“License to Pollute” overturned by top European court

The General Court of the European Union upholds action brought by cities: annuls in part the European Commission’s regulation setting excessively high NOx emission limits tests introduced following Dieselgate scandal

The General Court of the European Union today found in favor of a legal case brought by the cities of Paris, Madrid and Brussels to challenge vehicle emissions regulations set by the European Commission and agreed by national governments. The court found that the Commission did not have the power to amend emission limits for the new real driving emission tests, introduced following the Dieselgate scandal.

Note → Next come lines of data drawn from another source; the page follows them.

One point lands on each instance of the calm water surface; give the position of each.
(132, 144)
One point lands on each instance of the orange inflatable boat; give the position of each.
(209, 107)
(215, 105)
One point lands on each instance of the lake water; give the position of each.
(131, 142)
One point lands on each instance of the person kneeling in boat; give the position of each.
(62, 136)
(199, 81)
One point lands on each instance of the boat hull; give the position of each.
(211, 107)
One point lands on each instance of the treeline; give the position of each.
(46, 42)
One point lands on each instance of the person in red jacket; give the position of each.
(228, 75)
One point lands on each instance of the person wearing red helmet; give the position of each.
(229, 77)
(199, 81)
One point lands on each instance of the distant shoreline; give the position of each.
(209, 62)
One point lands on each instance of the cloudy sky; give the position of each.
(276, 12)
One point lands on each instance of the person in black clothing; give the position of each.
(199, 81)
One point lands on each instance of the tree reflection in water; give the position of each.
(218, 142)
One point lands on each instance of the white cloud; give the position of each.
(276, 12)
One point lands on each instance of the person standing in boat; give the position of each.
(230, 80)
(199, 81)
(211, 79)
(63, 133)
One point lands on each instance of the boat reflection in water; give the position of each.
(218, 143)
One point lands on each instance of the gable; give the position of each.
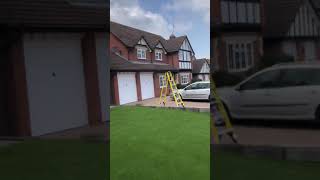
(205, 68)
(143, 42)
(186, 46)
(159, 46)
(306, 22)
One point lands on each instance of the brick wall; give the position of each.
(116, 43)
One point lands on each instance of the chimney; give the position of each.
(172, 36)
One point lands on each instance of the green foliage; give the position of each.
(157, 143)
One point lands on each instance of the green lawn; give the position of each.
(230, 166)
(159, 144)
(54, 160)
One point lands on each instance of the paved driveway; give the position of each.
(170, 103)
(276, 136)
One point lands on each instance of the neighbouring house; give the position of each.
(292, 28)
(201, 69)
(139, 60)
(237, 42)
(54, 67)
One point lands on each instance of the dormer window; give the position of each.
(158, 55)
(141, 53)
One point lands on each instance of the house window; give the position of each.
(184, 78)
(240, 56)
(141, 53)
(181, 55)
(162, 81)
(158, 55)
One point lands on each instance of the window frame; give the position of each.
(141, 50)
(182, 80)
(239, 48)
(156, 54)
(162, 80)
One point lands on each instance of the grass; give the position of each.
(54, 159)
(159, 144)
(230, 166)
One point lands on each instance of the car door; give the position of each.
(204, 90)
(294, 99)
(252, 99)
(189, 91)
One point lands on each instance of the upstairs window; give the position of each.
(162, 81)
(240, 56)
(184, 78)
(240, 12)
(141, 53)
(158, 55)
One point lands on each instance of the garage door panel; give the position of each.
(127, 88)
(147, 85)
(56, 87)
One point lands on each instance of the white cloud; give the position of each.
(202, 7)
(130, 13)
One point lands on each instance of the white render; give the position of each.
(55, 81)
(103, 73)
(147, 86)
(127, 87)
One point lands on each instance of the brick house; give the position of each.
(236, 39)
(201, 69)
(139, 60)
(53, 71)
(294, 33)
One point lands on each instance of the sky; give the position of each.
(162, 17)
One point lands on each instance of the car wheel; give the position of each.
(318, 114)
(227, 110)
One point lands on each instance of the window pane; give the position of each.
(237, 56)
(224, 11)
(241, 7)
(257, 11)
(250, 12)
(230, 56)
(249, 54)
(233, 11)
(243, 57)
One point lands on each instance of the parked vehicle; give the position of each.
(283, 91)
(196, 91)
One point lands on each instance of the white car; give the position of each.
(284, 91)
(196, 91)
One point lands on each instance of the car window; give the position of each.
(315, 79)
(268, 79)
(192, 86)
(300, 77)
(204, 85)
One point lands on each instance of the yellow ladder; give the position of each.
(218, 110)
(169, 81)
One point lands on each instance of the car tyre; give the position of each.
(227, 110)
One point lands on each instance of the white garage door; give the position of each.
(56, 88)
(127, 88)
(147, 87)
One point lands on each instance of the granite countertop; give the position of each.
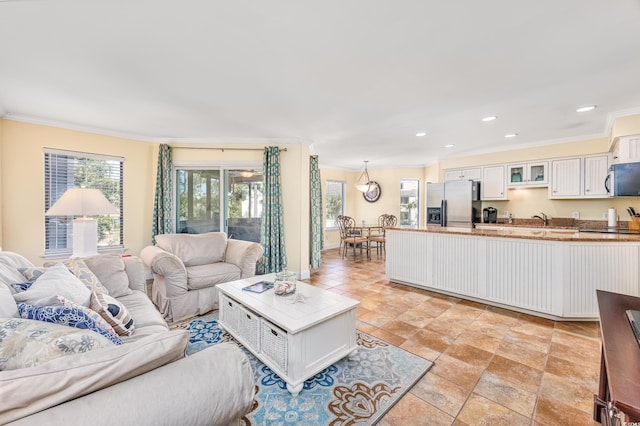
(515, 232)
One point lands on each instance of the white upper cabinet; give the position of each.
(566, 178)
(463, 174)
(528, 174)
(493, 183)
(596, 169)
(627, 149)
(581, 177)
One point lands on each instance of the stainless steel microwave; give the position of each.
(623, 180)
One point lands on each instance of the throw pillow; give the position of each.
(114, 312)
(30, 390)
(65, 315)
(80, 269)
(56, 280)
(10, 275)
(8, 307)
(110, 270)
(100, 322)
(27, 343)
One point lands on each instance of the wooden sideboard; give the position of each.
(618, 399)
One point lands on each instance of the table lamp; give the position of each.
(83, 202)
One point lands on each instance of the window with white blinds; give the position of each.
(67, 169)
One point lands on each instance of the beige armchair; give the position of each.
(186, 268)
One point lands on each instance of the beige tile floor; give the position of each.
(492, 366)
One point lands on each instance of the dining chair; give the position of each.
(352, 237)
(379, 236)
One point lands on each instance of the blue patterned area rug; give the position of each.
(357, 390)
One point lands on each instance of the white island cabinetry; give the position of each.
(546, 277)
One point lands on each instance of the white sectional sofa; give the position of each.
(145, 380)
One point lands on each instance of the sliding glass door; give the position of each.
(210, 200)
(243, 204)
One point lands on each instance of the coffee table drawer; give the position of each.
(249, 327)
(273, 344)
(230, 312)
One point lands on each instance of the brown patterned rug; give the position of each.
(358, 389)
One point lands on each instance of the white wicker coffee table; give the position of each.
(295, 339)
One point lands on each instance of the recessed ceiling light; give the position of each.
(587, 108)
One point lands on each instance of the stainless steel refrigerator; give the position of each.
(453, 203)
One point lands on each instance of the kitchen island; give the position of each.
(545, 273)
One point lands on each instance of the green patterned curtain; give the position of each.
(315, 213)
(163, 203)
(274, 258)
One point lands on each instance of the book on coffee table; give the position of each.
(259, 287)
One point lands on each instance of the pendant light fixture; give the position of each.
(363, 184)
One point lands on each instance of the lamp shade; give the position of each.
(82, 202)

For too long car manufacturers and industrial lobbies have been able to dictate the rules that regulate some of their most polluting products. Today, the General Court of the European Union backed our argument that this is a betrayal of the people of Europe.

Anne Hidalgo, Mayor of Paris and Chair of C40

Regulation 2016/646, introduced in the wake of the “Dieselgate” scandal, mandates the maximum acceptable NOx emissions from diesel-engine vehicles during real driving emissions (RDE) tests. Rather than enforcing the 80 mg/km NOx emission limits agreed by the European Parliament in 2007, the European Commission, under intense lobbying from the auto-manufacturing industry, granted manufacturers time to gradually adapt to the new RDE rules.

“From September 2017 for new models and from September 2019 for new vehicles, NOx emissions can legally exceed the 80 mg/km limit by up to 110%. From January 2020 for new models and from January 2021 for new vehicles, NOx emissions can still legally exceed the 80 mg/km limit by up to 50%.” says the regulation.

The European Commission now has 12 months to amend the legislation in order to bring into compliance with today’s ruling.

Jeremie Assous, the lawyer representing Paris, Brussels and Madrid, successfully argued that these emissions limits are what Mayor of Paris, Anne Hidalgo has called “a licence to pollute” and a regression of existing European Environmental law designed to protect public health and improve air quality. The Regulation was described as a “betrayal of the Paris Agreement” for its failure to transition to clean vehicles needed to curb climate change.

In their ruling, judges also noted that “an action for annulment brought by a person other than a Member State or an EU institution against a regulatory act is admissible.”

Reflecting the growing authority of cities as defenders of public health and climate action, the ruling sets a new legal precedent that local authorities can challenge the European Commission in court for their failure to improve the air quality in cities and communities across the EU.

“The General Court concludes that the Commission had no power to amend those limits for the RDE tests by applying correction coefficients. It further holds that even if it had to be accepted that technical constraints may justify a certain adjustment, a difference such as that stemming from the contested regulation means that it is impossible to know whether the Euro 6 standard is complied with during those tests. The General Court makes clear that the lack of competence on the part of the Commission established necessarily implies an infringement of Regulation No 715/2007.” says the General Court press release.

Cities are now empowered, and industrial lobbies must now know that cities have the political capacity and legal authority to stop the future we don’t want. Citizens deserve a liveable, healthy and sustainable future, and this decision, will allow mayors to build trust and foster action for tomorrow.